View our interactive timeline and experience 50 years of St. Jude.
With his prayer answered and his vow fulfilled, Danny challenged the medical staff of the newly opened hospital to make his dream that “no child should die in the dawn of life” a reality. He tasked them with finding the cures for these life-threatening diseases and asked the American public to support the hospital so no family would ever pay for their child’s care.
At the time, there was little hope for a child with cancer. The survival rate for acute lymphoblastic leukemia (ALL), the most common form of childhood cancer, was 4 percent. The medical staff, led by the hospital’s first director and CEO Donald Pinkel, M.D., took up the challenge.
By 1971, research at St. Jude helped push the survival rate for ALL from 4 percent to 50 percent. Advances also helped improve the outcomes of other diseases such as retinoblastoma (eye cancer), osteosarcoma (bone cancer) and medulloblastoma (brain cancer).

With its unique approach of placing basic research scientists and doctors under one roof, St. Jude could quickly turn laboratory discoveries into treatments.


Originally opened as place to give hope to the hopeless, St. Jude now provides more than just hope to thousands of families. The research at St. Jude has helped to push the overall survival rate of childhood cancer from less than 20 percent to 80 percent, helping ensure that fewer children lose the battle against cancer. For ALL, the survival rate of this life-threatening disease is now 94 percent.
For families in their time of need, the emotional and financial support provided by St. Jude is unrivaled. Thanks to support from public contributions, no family ever pays St. Jude for anything.

St. Jude has also become a world-class institution that has set the standard for pediatric cancer care. Its efforts have been recognized by some of the nation’s top publications including U.S. News and World Report, FORTUNE, The Scientist and Parents.
St. Jude faculty and staff include Howard Hughes Medical Institute investigators; Pew Scholars; members of the Institute of Medicine and the National Academy of Sciences; and a Nobel Laureate. St. Jude also serves as the national coordinating center for collaborations, including the Pediatric Brain Tumor Consortium and the Childhood Cancer Survivor Study.

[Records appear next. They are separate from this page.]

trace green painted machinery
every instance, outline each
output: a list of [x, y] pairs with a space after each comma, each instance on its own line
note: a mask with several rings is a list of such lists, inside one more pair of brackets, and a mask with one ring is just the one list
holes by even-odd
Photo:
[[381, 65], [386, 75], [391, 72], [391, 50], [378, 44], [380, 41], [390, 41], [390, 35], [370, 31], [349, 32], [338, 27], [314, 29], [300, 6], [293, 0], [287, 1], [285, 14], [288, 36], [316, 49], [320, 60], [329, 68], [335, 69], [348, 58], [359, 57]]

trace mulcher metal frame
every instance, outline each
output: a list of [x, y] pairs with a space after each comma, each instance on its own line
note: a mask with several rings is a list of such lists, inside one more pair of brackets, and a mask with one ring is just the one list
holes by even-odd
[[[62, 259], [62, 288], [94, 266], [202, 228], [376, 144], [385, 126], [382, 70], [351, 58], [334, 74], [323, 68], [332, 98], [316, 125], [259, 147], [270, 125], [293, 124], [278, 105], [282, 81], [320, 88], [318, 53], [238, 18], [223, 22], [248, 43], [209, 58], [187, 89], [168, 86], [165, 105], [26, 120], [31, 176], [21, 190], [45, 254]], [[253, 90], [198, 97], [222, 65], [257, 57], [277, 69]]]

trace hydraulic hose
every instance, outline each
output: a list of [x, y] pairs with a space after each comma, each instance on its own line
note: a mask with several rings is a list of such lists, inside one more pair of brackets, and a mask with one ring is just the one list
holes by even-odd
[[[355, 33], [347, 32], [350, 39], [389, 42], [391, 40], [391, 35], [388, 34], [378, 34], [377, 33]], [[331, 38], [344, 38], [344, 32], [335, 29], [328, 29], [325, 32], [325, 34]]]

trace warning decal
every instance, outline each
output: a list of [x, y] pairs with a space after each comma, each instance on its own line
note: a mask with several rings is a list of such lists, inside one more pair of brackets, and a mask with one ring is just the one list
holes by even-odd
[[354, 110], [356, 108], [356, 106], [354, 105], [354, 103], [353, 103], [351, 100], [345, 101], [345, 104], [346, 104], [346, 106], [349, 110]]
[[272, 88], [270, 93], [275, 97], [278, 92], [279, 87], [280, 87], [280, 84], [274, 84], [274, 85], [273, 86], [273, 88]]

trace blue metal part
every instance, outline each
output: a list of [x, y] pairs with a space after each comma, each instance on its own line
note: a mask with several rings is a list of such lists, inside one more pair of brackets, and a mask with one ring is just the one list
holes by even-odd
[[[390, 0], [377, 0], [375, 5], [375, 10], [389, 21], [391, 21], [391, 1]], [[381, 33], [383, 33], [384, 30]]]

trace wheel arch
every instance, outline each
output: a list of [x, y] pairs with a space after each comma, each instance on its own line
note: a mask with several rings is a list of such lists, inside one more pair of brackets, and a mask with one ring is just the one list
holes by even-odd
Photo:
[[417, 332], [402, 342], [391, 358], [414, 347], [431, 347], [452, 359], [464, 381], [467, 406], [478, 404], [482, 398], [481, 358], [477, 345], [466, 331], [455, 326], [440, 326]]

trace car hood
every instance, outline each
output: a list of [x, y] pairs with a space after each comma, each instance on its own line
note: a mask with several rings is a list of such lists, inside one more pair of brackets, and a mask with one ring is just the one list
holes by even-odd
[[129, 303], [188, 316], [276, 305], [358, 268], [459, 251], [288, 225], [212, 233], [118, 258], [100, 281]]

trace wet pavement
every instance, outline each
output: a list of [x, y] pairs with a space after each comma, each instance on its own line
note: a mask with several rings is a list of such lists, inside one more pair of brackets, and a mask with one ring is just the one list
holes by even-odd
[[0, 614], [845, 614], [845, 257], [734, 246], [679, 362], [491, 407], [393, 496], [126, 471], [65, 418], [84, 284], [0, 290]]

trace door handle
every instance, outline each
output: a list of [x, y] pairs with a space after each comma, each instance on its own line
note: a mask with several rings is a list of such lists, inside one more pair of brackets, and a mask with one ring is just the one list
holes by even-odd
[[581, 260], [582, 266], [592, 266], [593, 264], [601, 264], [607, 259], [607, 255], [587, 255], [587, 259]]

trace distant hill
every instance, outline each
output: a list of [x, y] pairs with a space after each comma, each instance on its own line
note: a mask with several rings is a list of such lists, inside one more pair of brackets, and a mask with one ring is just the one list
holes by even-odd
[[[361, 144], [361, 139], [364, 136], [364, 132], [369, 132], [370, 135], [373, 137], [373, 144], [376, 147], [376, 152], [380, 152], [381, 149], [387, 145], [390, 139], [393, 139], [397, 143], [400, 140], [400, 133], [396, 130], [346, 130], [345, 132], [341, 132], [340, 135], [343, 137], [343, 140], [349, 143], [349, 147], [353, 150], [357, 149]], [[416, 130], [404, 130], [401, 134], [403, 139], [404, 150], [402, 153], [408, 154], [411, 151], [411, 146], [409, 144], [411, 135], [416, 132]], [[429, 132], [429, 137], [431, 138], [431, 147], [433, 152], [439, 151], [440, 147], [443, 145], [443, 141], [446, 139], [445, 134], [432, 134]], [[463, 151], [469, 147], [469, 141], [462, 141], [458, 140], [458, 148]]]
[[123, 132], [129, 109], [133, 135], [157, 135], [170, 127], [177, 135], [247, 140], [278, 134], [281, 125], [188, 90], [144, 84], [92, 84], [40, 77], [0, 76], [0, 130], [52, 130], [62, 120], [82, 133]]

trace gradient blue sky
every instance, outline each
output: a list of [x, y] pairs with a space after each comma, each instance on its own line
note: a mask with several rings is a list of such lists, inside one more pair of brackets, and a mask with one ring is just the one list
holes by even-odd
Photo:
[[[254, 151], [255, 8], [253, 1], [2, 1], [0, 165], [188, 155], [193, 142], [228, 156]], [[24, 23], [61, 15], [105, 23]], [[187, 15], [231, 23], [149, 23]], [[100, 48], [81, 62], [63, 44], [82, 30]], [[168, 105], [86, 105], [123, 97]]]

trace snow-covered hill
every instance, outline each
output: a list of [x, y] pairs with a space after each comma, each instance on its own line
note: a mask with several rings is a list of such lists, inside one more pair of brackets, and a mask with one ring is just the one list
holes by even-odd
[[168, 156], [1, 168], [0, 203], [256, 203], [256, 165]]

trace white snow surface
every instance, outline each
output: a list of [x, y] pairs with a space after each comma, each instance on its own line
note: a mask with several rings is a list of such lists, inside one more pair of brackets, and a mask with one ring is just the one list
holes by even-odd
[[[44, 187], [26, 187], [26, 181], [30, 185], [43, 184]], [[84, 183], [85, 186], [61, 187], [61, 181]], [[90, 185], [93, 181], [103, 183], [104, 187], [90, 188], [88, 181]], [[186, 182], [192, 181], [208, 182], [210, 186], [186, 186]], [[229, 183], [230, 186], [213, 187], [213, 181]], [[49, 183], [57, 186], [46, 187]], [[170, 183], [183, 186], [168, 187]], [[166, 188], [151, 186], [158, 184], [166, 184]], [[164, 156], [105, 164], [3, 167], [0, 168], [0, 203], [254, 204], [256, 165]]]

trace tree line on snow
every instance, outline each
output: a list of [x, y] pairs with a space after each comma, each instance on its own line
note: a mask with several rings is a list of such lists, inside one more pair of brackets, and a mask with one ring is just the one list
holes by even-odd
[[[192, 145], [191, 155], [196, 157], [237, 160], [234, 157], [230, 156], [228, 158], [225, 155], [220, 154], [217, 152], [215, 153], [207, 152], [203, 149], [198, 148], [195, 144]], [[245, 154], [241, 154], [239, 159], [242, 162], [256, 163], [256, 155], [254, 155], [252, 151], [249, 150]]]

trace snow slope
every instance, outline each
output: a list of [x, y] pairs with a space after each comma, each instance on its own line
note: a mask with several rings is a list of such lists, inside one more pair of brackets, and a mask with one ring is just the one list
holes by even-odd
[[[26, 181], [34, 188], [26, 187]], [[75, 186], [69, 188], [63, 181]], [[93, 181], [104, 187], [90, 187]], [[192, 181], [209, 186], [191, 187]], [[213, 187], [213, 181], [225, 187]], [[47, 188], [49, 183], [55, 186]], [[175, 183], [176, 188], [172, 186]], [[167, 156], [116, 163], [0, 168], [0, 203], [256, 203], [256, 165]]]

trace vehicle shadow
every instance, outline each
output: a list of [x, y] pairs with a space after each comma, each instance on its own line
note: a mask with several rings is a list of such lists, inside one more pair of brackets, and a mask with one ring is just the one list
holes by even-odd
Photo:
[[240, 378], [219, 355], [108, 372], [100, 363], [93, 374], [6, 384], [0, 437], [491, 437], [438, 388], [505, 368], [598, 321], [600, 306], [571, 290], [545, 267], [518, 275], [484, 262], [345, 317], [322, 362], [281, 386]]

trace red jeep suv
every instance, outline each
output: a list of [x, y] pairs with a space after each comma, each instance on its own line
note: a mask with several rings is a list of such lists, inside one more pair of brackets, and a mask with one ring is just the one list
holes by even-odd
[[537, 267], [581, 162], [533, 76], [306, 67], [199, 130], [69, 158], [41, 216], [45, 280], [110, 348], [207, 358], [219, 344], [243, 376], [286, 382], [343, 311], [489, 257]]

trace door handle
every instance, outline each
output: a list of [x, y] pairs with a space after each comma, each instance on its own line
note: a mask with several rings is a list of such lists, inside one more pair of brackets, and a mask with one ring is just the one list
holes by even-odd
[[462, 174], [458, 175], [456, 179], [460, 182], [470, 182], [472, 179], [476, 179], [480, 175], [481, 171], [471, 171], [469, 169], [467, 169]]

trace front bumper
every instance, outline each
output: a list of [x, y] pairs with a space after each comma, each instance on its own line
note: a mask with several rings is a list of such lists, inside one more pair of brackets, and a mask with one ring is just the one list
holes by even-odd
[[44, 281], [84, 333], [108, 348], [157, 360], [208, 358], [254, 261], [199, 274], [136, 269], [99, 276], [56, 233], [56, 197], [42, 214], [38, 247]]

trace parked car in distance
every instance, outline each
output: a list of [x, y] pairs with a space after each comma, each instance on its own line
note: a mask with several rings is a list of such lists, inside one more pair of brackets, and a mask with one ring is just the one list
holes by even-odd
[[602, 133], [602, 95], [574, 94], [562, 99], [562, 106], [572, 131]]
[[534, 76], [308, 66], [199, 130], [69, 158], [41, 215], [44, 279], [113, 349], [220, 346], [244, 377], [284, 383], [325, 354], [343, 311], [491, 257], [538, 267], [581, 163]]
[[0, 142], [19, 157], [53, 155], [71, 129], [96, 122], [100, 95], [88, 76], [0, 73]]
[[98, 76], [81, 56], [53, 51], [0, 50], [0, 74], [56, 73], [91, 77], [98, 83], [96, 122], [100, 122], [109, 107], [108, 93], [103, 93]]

Even with the success St. Jude has had in treating pediatric cancer, there is still much work to be done. “Danny’s dream was that ‘no child should die in the dawn of life,’” says St. Jude Director and CEO Dr. William Evans. And with eyes on that goal, St. Jude faculty and staff continue to rise to the challenges of a new century, marrying the latest technology with a vision and determination to succeed for children and families everywhere.
Initiatives like the St. Jude Children’s Research Hospital – Washington University Pediatric Cancer Genome Project, launched in 2010, offer great promise for driving the future of pediatric cancer research. The project has already generated exciting new discoveries for retinoblastoma and leukemia, and more are on the horizon.
The discoveries and groundbreaking work of St. Jude in its first 50 years have made for a remarkable journey—from one man’s vision to one of the leading pediatric cancer centers in the world. But St. Jude always has its eye on the future and the exciting possibilities that await the doctors, scientists, families and children of a new generation who continue to benefit from Danny’s dream.